Sneakers is a high-performance background-job processing framework based on RabbitMQ.
It uses a hybrid process-thread model where many processes are spawned (like Unicorn) and many threads are used per process (like Puma), so all your cores max out and you have best of both worlds.
It's being used in production for I/O intensive jobs as well as CPU intensive jobs.
On a recent 2012 MBP it reaches 7000req/s for a silly microbenchmark while Sidekiq keeps at the hundreds (600-700req/s).
Three problems - one - it is too tightly coupled to Redis. Secondly, Celluloid (the actor model behind Sidekiq) proved to be some of the problem here. Lastly, I wanted both a process and thread processing model which doesn't exist there.
Then, I tried rigging Celluloid to perform all these but after failing and speaking with Celluloid commiters I understood that it is under "major revision" and that they are not happy with some of the core elements right now (threadpool).
THEN, I opted to reinvent the wheel. Even here, I've chosen serverengine as the basic process management infrastructure to work on - a production tested core, to build Sneakers on.
But I feel it might be missing the point, RabbitMQ was used to remove the typical bottleneck from the broker which exists on most Ruby background frameworks, and using Postgres would bring it back.

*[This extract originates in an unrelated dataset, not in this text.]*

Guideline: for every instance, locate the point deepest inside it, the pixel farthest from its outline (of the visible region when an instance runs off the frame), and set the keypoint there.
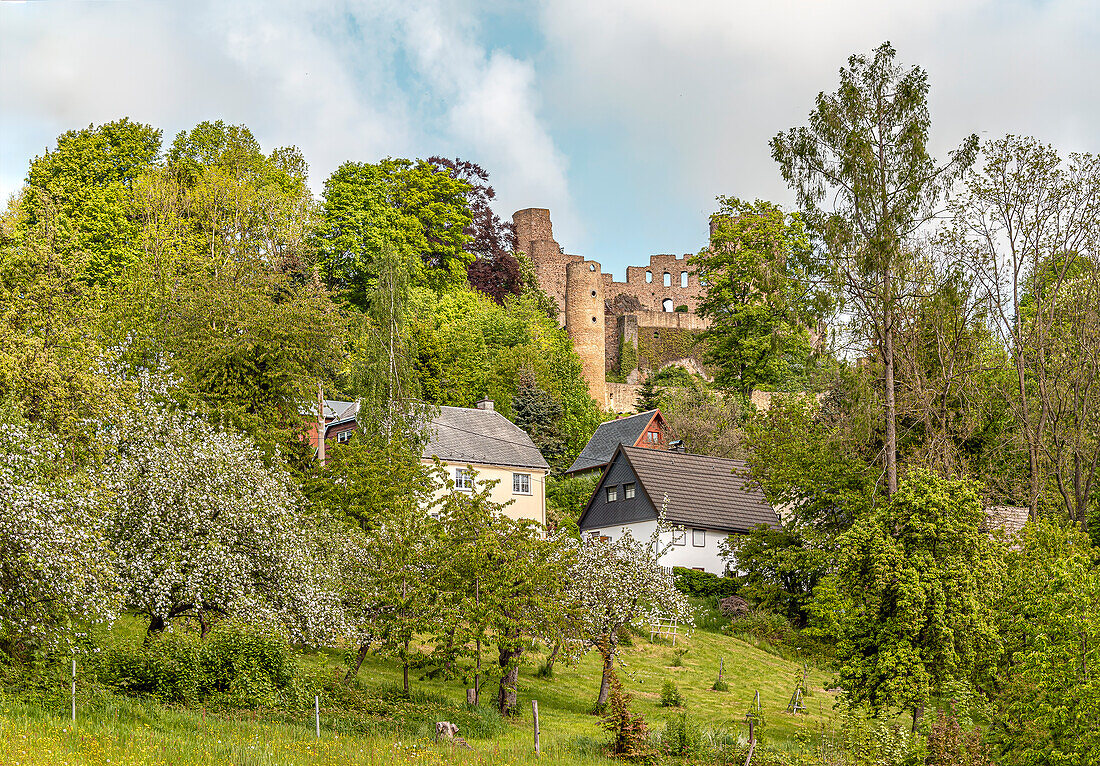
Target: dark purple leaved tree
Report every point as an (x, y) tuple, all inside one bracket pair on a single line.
[(494, 271)]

All in all, RabbitMQ will give you a good, transparent HA story with active-active which is useful when you must not lose messages (Postgres will give you just failover).
Edit: to cover @artellectual's response - I think OP meant to swap RabbitMQ with Postgres as the backend but if OP meant "is it possible to use existing Rails models / etc" - then yes, @artellectual is completely right - easy to do.
* when you back up your main data store, your jobs are also backed up. If you use sidekiq, are you remembering to do frequent backups of redis?
* only one data store, not multiple. Simpler architecture.
* jobs can be inserted/updated in the same transactions as the rest of your data
* PostgreSQL supports listen/notify, don't have to poll for new jobs
* can use SQL to query jobs
* jobs can have foreign key constraints to the rest of your data
Obviously it really depends on what you're doing, if the jobs are re-entrant, if they're the fire-and-forget kind of types, ... Still in most of the cases I would just store the jobs as a table entry and pass the table+id to the job processor. Even if PostgreSQL was the primary data store for the job processor there would still be issues with external state that needs to be healed when restoring from backup.
For RabbitMQ - you can have jobs persisted to disk on all nodes in the cluster which is like a backup. And of course transactional messaging is a problem that needs special attention.
This is of course talking about the stand-alone version. And I am talking of course about using it in tandem with the rabbitmq for job storage.
I've been wanting to migrate away from it to use more of a micro-service approach, so the code doesn't live inside the monolithic rails application.
Bunny looked like a start, but I really wanted something more, this seems like the answer, will definitely be using it for the migration.
@jundot, great job! looks like a solid project!
Without having looked at it yet, how does the pre-built UI compare? From an initial glance, it looks like anything that's missing is available via the DSL, but Sidekiq gave me so much of what I needed out of the box (having come from a custom-made solution using SQS + open source CFML) it made my head explode.
Batch handling - is actually "prefetch" in RabbitMQ/AMQP. Error reporting - via logging, and a "dead letter mailbox" (called a dead-letter-exchange in RabbitMQ) which is a great enterprise integration pattern for properly handling errors and retries in jobs.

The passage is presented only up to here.